Students prepare as final exam season nears

As the semester draws to a close and classes start to wind down, final exams are impending, which can be a stressful time for any student.

For first-year students, this semester is all about developing habits that work for them as they make their way into their first set of college finals.

Haley Slater, a freshman criminal justice major at the university, said she is feeling nervous about her upcoming final exams and that she feels that it is more difficult than her work in high school. “I will prepare my notes beforehand and make many notecards, and maybe study with some people in my classes for peer support.”

Slater, alongside others, is cramming for their finals late into the night.

Keila Sandoval, a first-year psychology major, said her finals have been a big stressor for her recently.

“I’ve had so much going along with worrying about final exams coming up,” Sandoval said, “I’ve just been trying to focus on making sure I’m keeping track of my work and it being done while also leaving some time to myself to avoid getting too overwhelmed.”

For upperclassmen, and especially the school’s student athletes, finding methods of effective exam preparation can be a challenge with a crowded schedule.

Mackenzie Myers, an electrical engineering senior and women’s soccer team player, said she finds that organization and time management are key. “I use a planner to keep myself organized with what I have due and when I need it to be done,” she said.

When asked to provide advice for others seeking to improve their study habits going into finals, Myers said that, “Studying one night before the exam will not be good enough. You will need to be able to absorb the material and with one day of studying you won’t be able to do that.”

She also emphasized the value of a strong lifestyle around this time in the semester, saying, “Staying up until 3am to study will not be good for your brain/body the next day. Food/snack breaks are also very good for you to make sure your body is fueled and able to concentrate on what you are doing.”
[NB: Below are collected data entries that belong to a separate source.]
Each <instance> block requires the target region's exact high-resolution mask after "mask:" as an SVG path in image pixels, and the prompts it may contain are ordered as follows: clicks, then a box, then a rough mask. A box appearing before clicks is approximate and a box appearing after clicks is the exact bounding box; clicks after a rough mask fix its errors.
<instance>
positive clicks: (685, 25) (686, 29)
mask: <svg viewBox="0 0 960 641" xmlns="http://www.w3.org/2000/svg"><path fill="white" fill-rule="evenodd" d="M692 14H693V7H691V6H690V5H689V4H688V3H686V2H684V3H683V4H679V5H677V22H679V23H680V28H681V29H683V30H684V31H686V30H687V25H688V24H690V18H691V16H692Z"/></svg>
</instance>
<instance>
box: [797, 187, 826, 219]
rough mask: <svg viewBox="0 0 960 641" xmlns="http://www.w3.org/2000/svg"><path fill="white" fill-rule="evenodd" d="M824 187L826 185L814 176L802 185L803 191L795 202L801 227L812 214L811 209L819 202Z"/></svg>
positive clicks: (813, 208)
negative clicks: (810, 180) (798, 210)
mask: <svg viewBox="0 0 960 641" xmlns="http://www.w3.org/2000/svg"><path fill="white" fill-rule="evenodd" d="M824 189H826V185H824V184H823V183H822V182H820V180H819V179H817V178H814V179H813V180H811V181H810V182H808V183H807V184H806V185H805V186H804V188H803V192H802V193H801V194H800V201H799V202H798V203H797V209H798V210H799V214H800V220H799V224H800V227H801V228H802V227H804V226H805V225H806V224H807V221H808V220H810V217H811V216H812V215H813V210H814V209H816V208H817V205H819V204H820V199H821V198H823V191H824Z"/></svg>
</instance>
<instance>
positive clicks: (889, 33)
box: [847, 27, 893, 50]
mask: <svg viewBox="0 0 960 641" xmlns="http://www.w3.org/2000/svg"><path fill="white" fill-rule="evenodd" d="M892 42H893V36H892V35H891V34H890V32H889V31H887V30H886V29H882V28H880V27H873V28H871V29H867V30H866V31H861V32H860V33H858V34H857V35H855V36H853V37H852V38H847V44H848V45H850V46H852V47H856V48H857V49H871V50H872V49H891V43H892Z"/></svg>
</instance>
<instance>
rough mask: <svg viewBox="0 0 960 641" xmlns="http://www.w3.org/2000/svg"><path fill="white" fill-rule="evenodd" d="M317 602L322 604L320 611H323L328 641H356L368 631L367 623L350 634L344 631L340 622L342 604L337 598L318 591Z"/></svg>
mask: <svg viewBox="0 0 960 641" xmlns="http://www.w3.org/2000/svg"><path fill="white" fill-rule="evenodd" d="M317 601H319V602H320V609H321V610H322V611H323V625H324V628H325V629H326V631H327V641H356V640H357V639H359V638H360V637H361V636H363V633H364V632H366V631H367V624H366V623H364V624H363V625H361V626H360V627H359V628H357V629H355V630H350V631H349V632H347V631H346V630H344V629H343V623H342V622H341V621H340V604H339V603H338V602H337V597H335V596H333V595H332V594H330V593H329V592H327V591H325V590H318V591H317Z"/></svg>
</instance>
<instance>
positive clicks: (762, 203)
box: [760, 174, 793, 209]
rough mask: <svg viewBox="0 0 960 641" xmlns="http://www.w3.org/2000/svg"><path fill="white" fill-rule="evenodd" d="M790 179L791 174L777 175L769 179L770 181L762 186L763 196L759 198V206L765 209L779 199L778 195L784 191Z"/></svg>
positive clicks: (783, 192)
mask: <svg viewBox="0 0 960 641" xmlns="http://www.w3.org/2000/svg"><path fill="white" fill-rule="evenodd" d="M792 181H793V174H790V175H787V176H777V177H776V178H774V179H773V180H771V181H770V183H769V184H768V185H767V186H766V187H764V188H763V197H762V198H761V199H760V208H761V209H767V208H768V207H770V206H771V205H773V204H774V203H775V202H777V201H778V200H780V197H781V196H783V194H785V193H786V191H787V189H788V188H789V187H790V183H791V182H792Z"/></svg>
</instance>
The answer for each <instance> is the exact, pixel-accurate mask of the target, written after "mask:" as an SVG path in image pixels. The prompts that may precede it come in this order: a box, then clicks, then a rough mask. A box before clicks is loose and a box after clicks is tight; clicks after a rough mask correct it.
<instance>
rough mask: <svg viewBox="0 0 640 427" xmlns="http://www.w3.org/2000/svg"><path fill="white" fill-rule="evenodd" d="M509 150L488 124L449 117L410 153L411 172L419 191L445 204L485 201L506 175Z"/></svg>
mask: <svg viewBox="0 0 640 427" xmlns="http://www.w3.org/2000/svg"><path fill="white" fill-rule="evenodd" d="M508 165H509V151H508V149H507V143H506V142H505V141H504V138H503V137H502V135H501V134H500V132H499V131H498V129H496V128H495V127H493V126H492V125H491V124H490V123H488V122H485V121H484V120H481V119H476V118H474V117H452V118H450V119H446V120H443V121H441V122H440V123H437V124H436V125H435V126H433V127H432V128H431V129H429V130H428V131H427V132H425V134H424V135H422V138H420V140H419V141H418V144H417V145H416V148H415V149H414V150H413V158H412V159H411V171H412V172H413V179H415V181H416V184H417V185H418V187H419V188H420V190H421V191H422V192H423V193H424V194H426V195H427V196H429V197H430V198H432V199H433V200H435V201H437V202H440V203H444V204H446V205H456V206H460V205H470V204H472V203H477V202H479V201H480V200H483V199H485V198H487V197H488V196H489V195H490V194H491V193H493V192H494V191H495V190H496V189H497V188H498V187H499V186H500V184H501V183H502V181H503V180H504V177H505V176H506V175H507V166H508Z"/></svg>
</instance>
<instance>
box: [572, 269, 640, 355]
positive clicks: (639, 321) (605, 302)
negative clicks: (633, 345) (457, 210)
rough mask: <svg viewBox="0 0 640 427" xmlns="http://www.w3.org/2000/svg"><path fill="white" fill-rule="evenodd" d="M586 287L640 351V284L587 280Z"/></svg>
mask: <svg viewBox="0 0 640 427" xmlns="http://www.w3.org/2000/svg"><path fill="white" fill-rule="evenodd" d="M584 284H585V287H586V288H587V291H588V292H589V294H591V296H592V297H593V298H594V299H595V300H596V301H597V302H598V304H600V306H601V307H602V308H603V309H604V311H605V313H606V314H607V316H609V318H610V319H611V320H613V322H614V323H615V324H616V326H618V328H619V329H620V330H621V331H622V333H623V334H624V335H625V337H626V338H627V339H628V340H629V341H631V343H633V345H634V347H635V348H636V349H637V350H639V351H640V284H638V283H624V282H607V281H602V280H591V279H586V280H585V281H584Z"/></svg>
On top of students sharing their study methods this season, psychologically beneficial study methods have also been explored by university students. Studies have proven that the size and timeline of studied information will impact the retention rate of exam information. A popular concept known as information chunking suggests that learning and reviewing information in smaller, spaced out chunks will lead to stronger memory of these concepts, rather than running through vast amounts of information.